DEAR EDITOR, last week, the Speaker of the National Parliament, Ajilon Jasper Nasiu, spoke on the history of the Youth Parliament and how participation in such a forum provided youths with an opportunity to express their ideas and to widen their educational experience.
He also stressed how participation helped to develop confidence, team work and broader awareness of community issues.
I fully endorse what the Speaker had to say about widening the experience of youths and broadening their education and their role in society.
It is very much for the same reasons that I would like to see the broadening of music education and the early creation and sustainability of a National Youth Orchestra in the Solomon Islands.
I believe participation in a youth orchestra would have a profound impact on the development of today’s youth.
Beyond being a recreational activity, it would create opportunities for leadership, engagement, and creativity.
Music builds leadership: Many music programs involve bands, choirs and orchestras, all of which involve working and communicating with others to achieve a common goal.
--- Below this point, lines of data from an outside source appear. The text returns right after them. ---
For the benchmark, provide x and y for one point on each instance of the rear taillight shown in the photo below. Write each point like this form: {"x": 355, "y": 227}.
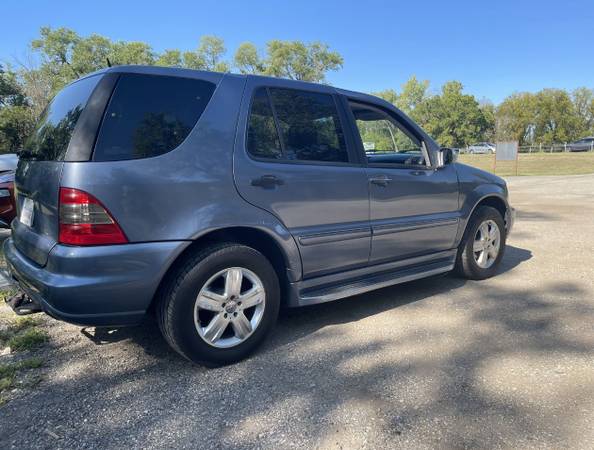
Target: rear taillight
{"x": 85, "y": 221}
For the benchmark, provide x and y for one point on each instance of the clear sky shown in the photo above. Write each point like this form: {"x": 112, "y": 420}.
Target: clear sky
{"x": 493, "y": 47}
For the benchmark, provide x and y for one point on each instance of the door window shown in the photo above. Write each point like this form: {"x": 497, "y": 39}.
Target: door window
{"x": 386, "y": 141}
{"x": 307, "y": 127}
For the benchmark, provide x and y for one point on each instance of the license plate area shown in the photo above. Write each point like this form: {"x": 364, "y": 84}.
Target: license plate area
{"x": 27, "y": 212}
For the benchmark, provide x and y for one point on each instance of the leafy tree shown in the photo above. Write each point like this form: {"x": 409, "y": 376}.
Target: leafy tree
{"x": 412, "y": 94}
{"x": 556, "y": 119}
{"x": 545, "y": 117}
{"x": 288, "y": 59}
{"x": 298, "y": 61}
{"x": 16, "y": 124}
{"x": 583, "y": 100}
{"x": 11, "y": 93}
{"x": 247, "y": 60}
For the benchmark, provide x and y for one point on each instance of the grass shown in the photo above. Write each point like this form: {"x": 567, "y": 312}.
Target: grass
{"x": 535, "y": 163}
{"x": 20, "y": 334}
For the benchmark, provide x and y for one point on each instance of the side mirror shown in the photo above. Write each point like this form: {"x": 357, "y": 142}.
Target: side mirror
{"x": 446, "y": 156}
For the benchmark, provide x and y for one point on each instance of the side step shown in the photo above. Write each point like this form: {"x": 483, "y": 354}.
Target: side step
{"x": 348, "y": 289}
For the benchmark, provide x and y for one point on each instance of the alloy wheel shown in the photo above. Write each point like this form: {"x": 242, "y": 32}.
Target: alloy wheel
{"x": 486, "y": 245}
{"x": 229, "y": 307}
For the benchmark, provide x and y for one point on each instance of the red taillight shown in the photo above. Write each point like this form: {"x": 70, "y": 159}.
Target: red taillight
{"x": 84, "y": 220}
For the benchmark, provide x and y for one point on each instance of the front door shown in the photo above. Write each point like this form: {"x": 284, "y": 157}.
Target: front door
{"x": 296, "y": 161}
{"x": 413, "y": 207}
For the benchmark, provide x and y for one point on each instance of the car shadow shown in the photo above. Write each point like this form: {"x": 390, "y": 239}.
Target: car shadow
{"x": 295, "y": 323}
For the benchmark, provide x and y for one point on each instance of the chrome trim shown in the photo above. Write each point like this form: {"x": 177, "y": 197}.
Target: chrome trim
{"x": 379, "y": 230}
{"x": 334, "y": 236}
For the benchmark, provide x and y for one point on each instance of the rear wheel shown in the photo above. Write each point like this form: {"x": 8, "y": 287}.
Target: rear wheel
{"x": 220, "y": 304}
{"x": 483, "y": 245}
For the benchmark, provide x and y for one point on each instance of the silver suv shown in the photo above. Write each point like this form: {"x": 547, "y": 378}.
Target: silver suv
{"x": 213, "y": 199}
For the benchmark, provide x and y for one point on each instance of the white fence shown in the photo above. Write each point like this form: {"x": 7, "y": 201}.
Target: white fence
{"x": 551, "y": 148}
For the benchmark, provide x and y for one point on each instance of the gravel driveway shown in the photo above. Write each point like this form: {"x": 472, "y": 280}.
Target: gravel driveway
{"x": 446, "y": 363}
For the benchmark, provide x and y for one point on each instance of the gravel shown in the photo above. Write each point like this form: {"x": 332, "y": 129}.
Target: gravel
{"x": 438, "y": 363}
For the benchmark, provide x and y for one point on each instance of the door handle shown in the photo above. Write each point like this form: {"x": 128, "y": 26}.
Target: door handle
{"x": 267, "y": 181}
{"x": 381, "y": 180}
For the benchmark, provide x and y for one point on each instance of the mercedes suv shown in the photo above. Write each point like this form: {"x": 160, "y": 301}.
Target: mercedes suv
{"x": 214, "y": 199}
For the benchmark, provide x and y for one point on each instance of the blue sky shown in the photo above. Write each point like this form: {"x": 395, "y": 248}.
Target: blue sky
{"x": 494, "y": 48}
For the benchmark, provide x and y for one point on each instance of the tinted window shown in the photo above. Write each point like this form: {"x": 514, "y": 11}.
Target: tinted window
{"x": 263, "y": 141}
{"x": 150, "y": 115}
{"x": 310, "y": 127}
{"x": 385, "y": 140}
{"x": 52, "y": 134}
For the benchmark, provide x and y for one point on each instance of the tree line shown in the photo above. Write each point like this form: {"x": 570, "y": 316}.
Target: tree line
{"x": 453, "y": 117}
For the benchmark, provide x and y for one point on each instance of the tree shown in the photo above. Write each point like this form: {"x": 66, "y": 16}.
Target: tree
{"x": 545, "y": 117}
{"x": 412, "y": 94}
{"x": 556, "y": 119}
{"x": 298, "y": 61}
{"x": 453, "y": 118}
{"x": 515, "y": 118}
{"x": 247, "y": 60}
{"x": 62, "y": 55}
{"x": 16, "y": 118}
{"x": 583, "y": 101}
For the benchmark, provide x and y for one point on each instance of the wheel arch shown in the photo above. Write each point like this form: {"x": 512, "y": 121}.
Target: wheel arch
{"x": 493, "y": 198}
{"x": 253, "y": 237}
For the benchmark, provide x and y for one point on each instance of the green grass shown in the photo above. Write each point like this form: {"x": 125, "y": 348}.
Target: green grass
{"x": 535, "y": 163}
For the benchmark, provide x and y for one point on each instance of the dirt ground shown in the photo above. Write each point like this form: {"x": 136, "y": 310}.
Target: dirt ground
{"x": 438, "y": 363}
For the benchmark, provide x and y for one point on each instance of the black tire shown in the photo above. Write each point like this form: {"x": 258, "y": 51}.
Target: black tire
{"x": 466, "y": 265}
{"x": 175, "y": 307}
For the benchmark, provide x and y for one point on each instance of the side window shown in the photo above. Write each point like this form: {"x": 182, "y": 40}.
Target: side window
{"x": 310, "y": 126}
{"x": 150, "y": 115}
{"x": 263, "y": 140}
{"x": 384, "y": 140}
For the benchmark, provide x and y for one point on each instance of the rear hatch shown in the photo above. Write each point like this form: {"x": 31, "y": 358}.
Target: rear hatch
{"x": 37, "y": 181}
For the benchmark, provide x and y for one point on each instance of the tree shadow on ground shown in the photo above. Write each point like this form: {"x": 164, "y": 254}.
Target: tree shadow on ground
{"x": 435, "y": 361}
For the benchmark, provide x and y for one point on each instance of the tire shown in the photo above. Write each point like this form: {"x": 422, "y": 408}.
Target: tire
{"x": 183, "y": 321}
{"x": 467, "y": 264}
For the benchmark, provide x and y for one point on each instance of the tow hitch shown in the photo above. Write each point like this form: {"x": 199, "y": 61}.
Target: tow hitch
{"x": 23, "y": 305}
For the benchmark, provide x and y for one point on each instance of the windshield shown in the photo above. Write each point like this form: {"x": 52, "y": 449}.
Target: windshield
{"x": 52, "y": 134}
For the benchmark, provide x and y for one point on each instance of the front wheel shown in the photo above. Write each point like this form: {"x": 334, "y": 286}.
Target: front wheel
{"x": 220, "y": 304}
{"x": 482, "y": 246}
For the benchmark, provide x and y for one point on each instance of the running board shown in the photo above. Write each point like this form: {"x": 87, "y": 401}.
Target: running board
{"x": 335, "y": 292}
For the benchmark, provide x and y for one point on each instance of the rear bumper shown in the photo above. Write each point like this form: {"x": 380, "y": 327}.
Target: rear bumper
{"x": 97, "y": 286}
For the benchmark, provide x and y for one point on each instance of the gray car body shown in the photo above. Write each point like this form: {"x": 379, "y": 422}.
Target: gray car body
{"x": 329, "y": 232}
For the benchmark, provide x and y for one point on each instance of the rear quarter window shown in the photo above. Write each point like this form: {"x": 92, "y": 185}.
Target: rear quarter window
{"x": 50, "y": 139}
{"x": 149, "y": 115}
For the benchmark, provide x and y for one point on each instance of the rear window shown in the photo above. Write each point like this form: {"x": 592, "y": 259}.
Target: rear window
{"x": 52, "y": 134}
{"x": 150, "y": 115}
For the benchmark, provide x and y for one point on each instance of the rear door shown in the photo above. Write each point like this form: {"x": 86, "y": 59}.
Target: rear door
{"x": 37, "y": 179}
{"x": 294, "y": 159}
{"x": 413, "y": 207}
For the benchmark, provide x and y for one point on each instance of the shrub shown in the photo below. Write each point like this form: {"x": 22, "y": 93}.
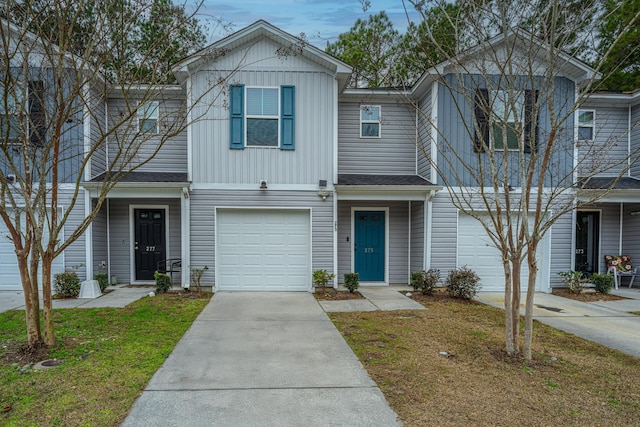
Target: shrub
{"x": 462, "y": 283}
{"x": 322, "y": 278}
{"x": 351, "y": 281}
{"x": 602, "y": 282}
{"x": 163, "y": 282}
{"x": 574, "y": 281}
{"x": 103, "y": 280}
{"x": 425, "y": 281}
{"x": 66, "y": 284}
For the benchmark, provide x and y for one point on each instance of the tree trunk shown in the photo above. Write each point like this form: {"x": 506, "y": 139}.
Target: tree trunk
{"x": 49, "y": 336}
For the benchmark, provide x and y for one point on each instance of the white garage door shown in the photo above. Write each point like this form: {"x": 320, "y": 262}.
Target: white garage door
{"x": 9, "y": 271}
{"x": 263, "y": 250}
{"x": 476, "y": 251}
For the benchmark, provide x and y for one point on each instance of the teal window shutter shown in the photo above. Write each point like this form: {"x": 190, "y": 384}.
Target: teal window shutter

This develops leadership and teamwork skills that can be applied to other areas of life.
A music education can provide the values for students to thrive in all areas of life from academics, to relationships, to careers. Having the understanding that practice makes perfect and sustained effort will achieve positive results is sure to take any music student far.
Australia has several youth orchestra and the one in Sydney has a programme that provides orchestral training to young musicians between 6-25 years.
I believe if a National Youth Orchestra was created in the Solomon Islands participating youths would benefit from the social interaction of being part of an orchestra and lasting friendships would be developed as a result of the experiences they would share.
To get a National Youth Orchestra off the ground it would be my suggestion that approaches should be considered by the new Minister for Women, Youth and Children Affairs, the Hon. Lanelle Olandrea Tanangada, herself an accomplished pianist, to engage a voluntary service specialist from the VSO organizations regionally or from the United Kingdom.
Such a person, with the right qualifications in music education, coupled with determination and enthusiasm could become the essential ‘Partner in Music Education’ and see to the recruitment, selection and training of the youths that would make up the orchestra.
VSO volunteers from the United Kingdom reached 1.5 million people last year.
They brought inspiration, energy and vital practical skills to help achieve community goals and especially in education.
Much similar good work is being undertaken by volunteers from Australia and New Zealand.
I feel confident that there would be many volunteers willing to come to the Solomon Islands possessing high standards of musical excellence and a love of teaching.
Perhaps it is just for the want of asking, so why not?